At a recent shareholders' meeting, Lufthansa CEO Carsten Spohr had to emphasize that his company has no intention of buying rivals that have fallen on hard times. That same week, an Italian union member representing the beleaguered airline Alitalia called for pre-virus market shares to be preserved after the pandemic.
Legitimate concerns
The European Commission is concerned that the various national economies could drift so far apart that the Eurozone or even the whole EU could collapse. This fear is intensifying the debate around the European economic recovery fund, which will release 1.5 billion euros of support for EU economies. The Commission is due to set out detailed proposals for the project next week.
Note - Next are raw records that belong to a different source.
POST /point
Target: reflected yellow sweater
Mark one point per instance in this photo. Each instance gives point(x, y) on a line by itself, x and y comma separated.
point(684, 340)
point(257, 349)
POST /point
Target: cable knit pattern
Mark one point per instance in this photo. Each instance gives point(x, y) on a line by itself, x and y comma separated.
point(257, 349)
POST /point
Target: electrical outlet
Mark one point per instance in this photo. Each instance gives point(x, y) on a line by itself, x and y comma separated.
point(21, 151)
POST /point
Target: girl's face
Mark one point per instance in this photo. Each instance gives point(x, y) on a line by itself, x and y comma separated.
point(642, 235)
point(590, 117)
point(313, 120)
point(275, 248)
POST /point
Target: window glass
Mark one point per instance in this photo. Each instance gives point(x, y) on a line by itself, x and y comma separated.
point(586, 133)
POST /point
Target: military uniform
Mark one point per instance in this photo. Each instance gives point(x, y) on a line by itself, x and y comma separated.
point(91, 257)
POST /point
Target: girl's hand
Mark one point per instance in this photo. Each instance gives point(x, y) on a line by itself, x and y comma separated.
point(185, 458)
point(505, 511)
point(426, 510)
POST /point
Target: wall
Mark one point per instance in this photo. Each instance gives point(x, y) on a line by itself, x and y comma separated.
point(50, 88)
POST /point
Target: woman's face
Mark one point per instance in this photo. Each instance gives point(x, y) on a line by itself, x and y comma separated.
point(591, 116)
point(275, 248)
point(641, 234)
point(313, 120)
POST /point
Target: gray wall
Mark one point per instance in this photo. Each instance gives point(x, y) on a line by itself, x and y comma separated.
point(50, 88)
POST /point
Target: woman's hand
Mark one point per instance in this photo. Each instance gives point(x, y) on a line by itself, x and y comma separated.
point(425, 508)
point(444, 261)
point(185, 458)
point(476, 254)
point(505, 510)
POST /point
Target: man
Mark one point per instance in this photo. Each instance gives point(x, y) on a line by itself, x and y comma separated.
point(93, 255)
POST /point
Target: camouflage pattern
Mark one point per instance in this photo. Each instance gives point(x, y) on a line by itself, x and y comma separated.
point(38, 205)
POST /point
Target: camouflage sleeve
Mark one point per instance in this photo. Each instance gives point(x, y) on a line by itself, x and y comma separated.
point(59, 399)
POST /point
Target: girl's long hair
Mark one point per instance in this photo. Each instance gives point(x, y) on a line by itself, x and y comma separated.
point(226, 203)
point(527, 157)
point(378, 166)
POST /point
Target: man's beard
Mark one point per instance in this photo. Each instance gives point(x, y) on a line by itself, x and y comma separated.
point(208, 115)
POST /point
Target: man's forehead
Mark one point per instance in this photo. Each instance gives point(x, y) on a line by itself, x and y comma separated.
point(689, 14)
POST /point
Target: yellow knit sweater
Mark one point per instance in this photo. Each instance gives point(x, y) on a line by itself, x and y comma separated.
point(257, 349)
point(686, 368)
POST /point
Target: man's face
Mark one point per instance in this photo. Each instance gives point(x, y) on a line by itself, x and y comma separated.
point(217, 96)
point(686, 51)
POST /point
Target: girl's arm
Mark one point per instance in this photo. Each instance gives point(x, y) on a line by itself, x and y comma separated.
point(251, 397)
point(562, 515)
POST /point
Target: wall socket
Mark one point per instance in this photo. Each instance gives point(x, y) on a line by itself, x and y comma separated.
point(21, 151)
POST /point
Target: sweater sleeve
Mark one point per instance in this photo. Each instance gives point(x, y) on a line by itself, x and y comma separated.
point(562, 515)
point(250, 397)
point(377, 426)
Until then, the war is being waged elsewhere. Germany and Austria are arguing that they should be allowed to support their own domestic companies as they see fit. The European Commission disagrees.
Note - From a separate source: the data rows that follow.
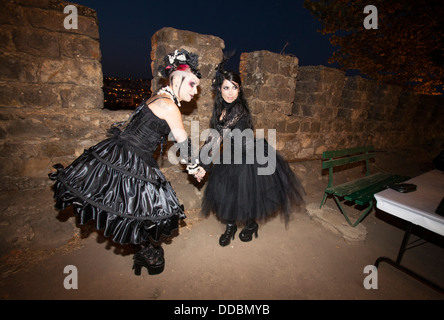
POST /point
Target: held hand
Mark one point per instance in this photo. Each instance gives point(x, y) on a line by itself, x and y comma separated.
point(192, 168)
point(200, 174)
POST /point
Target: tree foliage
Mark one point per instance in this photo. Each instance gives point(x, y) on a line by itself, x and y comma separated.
point(407, 49)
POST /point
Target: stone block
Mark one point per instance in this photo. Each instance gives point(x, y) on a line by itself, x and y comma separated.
point(78, 97)
point(77, 46)
point(82, 72)
point(18, 67)
point(36, 42)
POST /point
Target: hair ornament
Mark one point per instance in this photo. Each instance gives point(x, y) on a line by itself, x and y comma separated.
point(180, 60)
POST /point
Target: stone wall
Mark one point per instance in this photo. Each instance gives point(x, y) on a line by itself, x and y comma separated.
point(51, 101)
point(50, 88)
point(332, 111)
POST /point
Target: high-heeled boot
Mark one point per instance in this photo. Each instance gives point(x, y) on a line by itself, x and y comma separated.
point(229, 234)
point(247, 233)
point(150, 257)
It is true that Margrethe Vestager, European commissioner for competition, has already relaxed the strict rules on state aid and waved through dozens of emergency financial aid programs. This week she will most likely approve the German Economic Stabilization Fund, but she is reluctant to make any further concessions to the German government.
German Minister for Economic Affairs Peter Altmaier would like to offer companies at risk of bankruptcy loans that are 100% guaranteed by the state, but Vestager is against this. In the European Parliament last week she said the German state could guarantee loans of up to 800,000 euros at 100%, but not any larger sums.
That has been met with surprise in Berlin. In mid-April, Altmaier wrote to Brussels asking for more flexibility around financial support measures and permission to fully guarantee loans. "Stabilizing the German economy is also in the European interest," he wrote.
Altmaier also addressed fears about inequality after the pandemic. He sees Germany's role as one of protection, writing that Europe will only be able to "guarantee a level playing field on the global stage" if German companies are strong enough.
Austrian Minister of the Economy Margarete Schramböck and Minister of Finance Gernot Blümel have also written to Vestager asking the European Commission to set aside all rules on state aid during the crisis. They claim this flexibility is necessary to allow governments to respond quickly.
"Austria and other countries would like to be able to do as they see fit when it comes to state aid, without having to go cap in hand to Brussels," said German MEP Andreas Schwab (CDU), the European People's Party Group coordinator on the Committee on the Internal Market and Consumer Protection.
Germany's role as one of protection.
He regrets Vestager's decision to block the German government's move to fully guarantee loans, which he sees as urgently necessary. But he also thinks the accusations from Berlin and Vienna are an overreaction.
"The Commission is trying to make sure that EU countries don't have vastly different conditions when they begin trying to restart their economies. Those are legitimate concerns, but I don't expect the Commission to be led by such political considerations when making decisions about state aid," he said.
Vestager too is aware of how complex the situation is, but said there's no question that if it's able to recover quickly, Germany — the continent's largest economy — will benefit other EU countries.